Simon icon Simon
Flexible server monitoring

Failures every 30 minutes in 3.2?


I'm using Simon to monitor various ressources on my company's network. When I updated from Simon 3.1.1 to 3.2, my checks started to fail every 30 minutes.

Here are some details : I have about 20 checks running, set to run every minute. The network is rather new and served with a Gigabit switch. The checks use Ping, and are set to send 10 packets. A failure is triggered by an average ping latency greater than 100ms, a lost packet, or when the test takes longer than a minute.

Every 30 minutes, the check fails with a "check time" superior to 1 minute, then immediately recovers (the next check is only one minute away). Average check time is 10 secs.

Running ping in a console shows that average ping times for the services I'm checking are in the 10-20ms range, but I can see a couple of spikes, every couple of times when a single ping packet takes anywhere from 50 to 200ms. The server and the network is lightly loaded.

When I increase the acceptable average ping latency, failures get less frequent. However, since the problem went away when I reinstalled Simon 3.1.1, I think that this is really an issue with the 3.2 release.

Any help would be appreciated.

Best Regards,

David Sinclair's picture

Re: Failures every 30 minutes in 3.2?

I haven't heard of any issue with the Ping service in 3.2 before.

It sounds a bit like an issue a few people have had with other services, where Simon can start to time out if overloaded. But surprising that Ping would be affected, since it uses an external process to do the work.

I suggest editing the tests to be a little less frequent — like say every 5 or 10 minutes. See if that helps.

But I definitely need to investigate this further.

Re: Failures every 30 minutes in 3.2?

Well, something's telling me that few people are using 3.2 yet, so this may be a new issue.

Is there a way to get more detailed logs, especially the logs of this external process ?

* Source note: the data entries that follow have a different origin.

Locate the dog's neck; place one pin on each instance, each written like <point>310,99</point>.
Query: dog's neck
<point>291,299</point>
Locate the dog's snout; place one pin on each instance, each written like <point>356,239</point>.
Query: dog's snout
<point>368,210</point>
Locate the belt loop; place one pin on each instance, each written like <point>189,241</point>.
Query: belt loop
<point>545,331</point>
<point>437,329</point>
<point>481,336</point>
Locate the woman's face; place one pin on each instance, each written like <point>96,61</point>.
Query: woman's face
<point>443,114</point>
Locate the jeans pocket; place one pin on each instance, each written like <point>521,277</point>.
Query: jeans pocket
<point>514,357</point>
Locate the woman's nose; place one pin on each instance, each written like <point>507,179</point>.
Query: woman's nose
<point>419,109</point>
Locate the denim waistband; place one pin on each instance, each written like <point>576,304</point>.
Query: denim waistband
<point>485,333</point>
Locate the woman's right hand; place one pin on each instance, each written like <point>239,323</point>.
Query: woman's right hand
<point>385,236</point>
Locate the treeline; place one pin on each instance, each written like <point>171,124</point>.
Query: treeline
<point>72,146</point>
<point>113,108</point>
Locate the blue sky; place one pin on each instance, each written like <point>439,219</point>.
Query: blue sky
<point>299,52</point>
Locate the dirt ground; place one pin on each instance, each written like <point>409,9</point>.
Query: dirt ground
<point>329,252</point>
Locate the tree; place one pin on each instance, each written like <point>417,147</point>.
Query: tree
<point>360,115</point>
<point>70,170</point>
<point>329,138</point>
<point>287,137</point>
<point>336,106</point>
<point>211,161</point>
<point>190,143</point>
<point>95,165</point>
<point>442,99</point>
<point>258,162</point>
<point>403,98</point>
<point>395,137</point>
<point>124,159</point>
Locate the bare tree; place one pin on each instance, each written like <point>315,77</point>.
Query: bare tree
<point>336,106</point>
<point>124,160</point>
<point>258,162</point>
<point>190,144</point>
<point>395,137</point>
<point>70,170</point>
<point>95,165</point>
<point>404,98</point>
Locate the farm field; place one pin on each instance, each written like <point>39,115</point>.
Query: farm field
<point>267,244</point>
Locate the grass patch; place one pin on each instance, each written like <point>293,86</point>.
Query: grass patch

Also, please note that I do get a few similar failures with 3.1.1 (maybe once a day), but I'm running 20 checks every minute. With 3.2, I get hundreds of failures per day (and therefore hundreds of emails).


David Sinclair's picture

Re: Failures every 30 minutes in 3.2?

There isn't a log for the Ping service, though you can use Preview to try it manually; that might provide a clue as to what is happening.